In the United States, the private sector created 208,000 jobs in September, according to ADP, against an estimated 200,000 and 185,000 in August (revised from 132,000). The statistics show that the slowdown needed to bring inflation down is not yet in sight. Observers are now relying on the official Labor Department report to be released on Friday. The sharp fall in job offers in August, the sharpest in almost two and a half years, had helped to maintain the feeling that the Fed could opt for a more flexible approach to its monetary policy.

Actions not yet out of the woods

But the statistic will not prevent further aggressive rate hikes in the short term. ” An accommodating inflection [des banques centrales] requires more indications pointing to weaker growth and a decisive slowdown in inflationinsists Emmanuel Cau, head of European equity strategy at Barclays. We don’t think equities are off the hook just yet “, he insists.
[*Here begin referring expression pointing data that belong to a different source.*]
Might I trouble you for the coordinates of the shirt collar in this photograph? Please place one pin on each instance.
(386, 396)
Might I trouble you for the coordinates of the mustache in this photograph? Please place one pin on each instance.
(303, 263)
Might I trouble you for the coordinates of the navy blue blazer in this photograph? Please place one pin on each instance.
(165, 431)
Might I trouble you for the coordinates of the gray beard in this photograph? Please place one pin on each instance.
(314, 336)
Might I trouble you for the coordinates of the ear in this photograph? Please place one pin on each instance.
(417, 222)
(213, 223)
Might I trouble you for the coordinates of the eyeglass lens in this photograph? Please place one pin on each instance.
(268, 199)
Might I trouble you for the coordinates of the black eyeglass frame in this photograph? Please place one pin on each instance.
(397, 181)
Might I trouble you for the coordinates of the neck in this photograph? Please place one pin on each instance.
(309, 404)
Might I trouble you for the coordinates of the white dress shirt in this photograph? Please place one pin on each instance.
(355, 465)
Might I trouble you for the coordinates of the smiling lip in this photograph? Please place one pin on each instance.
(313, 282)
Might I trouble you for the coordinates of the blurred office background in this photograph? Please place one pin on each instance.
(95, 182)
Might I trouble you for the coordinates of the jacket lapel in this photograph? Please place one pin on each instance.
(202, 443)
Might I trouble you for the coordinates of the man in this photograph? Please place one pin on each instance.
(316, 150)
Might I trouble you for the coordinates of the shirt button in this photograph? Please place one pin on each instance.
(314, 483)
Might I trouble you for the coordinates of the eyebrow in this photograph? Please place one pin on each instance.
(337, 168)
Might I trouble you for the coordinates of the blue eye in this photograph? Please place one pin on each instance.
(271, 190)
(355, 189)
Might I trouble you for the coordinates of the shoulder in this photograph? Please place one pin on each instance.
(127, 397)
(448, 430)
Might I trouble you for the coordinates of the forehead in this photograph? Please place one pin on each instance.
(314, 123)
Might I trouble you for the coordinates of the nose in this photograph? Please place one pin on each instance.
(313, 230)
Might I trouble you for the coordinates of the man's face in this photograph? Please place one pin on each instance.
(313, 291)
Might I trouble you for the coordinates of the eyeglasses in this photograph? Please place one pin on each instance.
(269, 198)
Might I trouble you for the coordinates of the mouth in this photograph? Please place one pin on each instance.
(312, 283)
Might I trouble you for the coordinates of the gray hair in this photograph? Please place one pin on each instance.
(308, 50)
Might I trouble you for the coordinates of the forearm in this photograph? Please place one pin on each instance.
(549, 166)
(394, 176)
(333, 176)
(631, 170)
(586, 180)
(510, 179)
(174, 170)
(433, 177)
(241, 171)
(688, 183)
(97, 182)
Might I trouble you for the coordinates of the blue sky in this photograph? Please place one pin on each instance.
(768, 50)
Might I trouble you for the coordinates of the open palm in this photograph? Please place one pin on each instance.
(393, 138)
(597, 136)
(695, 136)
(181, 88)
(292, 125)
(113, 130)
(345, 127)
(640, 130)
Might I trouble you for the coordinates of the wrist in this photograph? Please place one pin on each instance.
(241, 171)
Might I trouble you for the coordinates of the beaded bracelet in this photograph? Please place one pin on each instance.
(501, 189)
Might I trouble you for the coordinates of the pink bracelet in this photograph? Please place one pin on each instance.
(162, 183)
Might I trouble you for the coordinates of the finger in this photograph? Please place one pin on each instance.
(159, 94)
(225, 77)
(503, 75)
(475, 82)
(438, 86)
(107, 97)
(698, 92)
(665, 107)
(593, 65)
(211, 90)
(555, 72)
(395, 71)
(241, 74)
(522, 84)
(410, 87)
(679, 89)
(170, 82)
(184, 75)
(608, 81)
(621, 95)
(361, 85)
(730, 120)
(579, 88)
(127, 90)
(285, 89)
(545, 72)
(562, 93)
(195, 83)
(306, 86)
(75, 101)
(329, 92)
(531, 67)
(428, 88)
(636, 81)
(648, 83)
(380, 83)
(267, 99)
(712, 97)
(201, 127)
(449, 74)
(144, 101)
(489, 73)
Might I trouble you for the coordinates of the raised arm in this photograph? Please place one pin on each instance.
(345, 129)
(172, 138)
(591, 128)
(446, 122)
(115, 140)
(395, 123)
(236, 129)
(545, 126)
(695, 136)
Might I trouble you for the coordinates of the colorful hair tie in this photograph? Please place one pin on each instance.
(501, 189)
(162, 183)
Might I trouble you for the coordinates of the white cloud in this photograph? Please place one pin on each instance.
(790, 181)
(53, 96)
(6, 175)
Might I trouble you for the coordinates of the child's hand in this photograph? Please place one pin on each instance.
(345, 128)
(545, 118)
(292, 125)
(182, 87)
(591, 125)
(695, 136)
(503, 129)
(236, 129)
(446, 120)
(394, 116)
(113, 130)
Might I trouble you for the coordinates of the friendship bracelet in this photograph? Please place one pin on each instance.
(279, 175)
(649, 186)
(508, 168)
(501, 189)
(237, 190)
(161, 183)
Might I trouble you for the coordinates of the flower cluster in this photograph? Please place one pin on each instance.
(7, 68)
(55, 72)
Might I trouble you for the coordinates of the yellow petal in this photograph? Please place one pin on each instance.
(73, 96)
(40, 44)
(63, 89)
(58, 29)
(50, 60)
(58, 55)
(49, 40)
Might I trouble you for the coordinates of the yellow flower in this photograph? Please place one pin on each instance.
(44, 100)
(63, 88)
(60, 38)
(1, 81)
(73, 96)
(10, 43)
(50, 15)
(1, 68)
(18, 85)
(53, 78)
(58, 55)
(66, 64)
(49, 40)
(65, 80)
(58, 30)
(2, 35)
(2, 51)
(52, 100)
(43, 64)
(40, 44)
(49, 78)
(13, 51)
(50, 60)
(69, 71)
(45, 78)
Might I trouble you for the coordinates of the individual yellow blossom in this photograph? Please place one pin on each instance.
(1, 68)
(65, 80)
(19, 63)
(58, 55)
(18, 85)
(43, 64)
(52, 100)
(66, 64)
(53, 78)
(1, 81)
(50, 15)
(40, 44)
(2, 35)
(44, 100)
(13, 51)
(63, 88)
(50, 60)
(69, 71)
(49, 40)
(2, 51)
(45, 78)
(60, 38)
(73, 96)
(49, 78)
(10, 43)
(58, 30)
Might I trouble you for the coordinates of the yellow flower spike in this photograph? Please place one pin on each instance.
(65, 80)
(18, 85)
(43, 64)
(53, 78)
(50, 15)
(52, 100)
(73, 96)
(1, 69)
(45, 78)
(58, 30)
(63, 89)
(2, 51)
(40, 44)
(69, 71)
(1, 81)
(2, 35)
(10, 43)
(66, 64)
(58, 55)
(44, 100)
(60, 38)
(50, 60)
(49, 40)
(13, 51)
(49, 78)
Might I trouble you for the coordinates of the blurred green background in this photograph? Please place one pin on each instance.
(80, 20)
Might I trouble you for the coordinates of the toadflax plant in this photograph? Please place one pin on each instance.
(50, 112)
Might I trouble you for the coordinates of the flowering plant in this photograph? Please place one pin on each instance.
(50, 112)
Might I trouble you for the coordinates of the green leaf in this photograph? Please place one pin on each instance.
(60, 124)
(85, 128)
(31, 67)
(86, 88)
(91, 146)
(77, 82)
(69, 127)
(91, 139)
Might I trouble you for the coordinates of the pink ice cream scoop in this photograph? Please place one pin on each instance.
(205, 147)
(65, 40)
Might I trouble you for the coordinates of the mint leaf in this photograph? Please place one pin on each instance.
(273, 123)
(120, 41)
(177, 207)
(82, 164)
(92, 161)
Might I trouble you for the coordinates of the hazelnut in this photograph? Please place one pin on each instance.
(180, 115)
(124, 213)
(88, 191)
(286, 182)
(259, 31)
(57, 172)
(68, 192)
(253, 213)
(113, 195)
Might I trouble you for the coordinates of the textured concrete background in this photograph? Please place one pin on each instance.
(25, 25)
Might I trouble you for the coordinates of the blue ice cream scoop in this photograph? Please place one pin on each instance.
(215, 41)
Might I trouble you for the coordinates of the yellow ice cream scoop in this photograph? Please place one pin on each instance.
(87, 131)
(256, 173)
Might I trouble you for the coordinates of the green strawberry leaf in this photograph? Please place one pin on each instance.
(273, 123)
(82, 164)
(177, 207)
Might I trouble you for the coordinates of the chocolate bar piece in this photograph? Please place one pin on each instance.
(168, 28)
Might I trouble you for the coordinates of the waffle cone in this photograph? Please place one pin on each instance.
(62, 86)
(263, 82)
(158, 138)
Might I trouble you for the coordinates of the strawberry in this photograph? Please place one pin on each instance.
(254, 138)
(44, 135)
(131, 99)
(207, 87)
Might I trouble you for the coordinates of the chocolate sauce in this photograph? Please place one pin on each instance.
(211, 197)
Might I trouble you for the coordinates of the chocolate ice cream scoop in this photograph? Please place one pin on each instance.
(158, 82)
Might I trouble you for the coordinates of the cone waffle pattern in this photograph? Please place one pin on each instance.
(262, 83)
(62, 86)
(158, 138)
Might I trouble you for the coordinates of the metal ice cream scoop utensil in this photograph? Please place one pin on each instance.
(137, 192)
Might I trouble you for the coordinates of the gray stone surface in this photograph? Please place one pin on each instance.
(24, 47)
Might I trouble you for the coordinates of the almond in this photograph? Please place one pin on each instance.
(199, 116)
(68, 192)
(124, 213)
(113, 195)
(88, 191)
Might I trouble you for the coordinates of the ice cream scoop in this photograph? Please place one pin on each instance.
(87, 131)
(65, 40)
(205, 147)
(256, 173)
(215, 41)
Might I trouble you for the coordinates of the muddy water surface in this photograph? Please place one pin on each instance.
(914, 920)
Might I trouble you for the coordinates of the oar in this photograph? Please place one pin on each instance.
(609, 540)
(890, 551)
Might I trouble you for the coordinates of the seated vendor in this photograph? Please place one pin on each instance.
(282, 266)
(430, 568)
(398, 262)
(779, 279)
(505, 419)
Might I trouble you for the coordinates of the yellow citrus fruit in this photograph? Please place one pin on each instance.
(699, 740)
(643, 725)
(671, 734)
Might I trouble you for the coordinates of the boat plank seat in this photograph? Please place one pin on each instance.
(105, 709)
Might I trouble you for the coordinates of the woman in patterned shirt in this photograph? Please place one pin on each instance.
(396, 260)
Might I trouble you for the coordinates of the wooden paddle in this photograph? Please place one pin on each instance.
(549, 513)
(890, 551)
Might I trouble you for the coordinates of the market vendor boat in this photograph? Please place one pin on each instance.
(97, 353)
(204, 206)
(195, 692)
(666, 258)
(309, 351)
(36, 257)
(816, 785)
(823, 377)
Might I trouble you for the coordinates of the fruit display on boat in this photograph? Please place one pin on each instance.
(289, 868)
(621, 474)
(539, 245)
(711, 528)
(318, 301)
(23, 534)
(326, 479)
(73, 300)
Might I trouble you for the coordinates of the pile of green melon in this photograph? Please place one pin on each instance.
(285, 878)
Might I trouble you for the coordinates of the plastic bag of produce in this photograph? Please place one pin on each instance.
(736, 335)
The debt market is under pressure again, the yield on the 10-year US bond is up 12 basis points at 3.7218% and that of the German Bund with the same maturity by 6 basis points at 1.9710 %.

Banking and automotive stocks are the most affected with declines of 4.8% to 8% for Michelin, Faurecia and Valeoand around 3% for BNP Paribas, Agricultural credit and Societe Generale. Also sensitive to changes in the economy, commercial real estate Unibail-Rodamco-Westfield fall of almost 7%.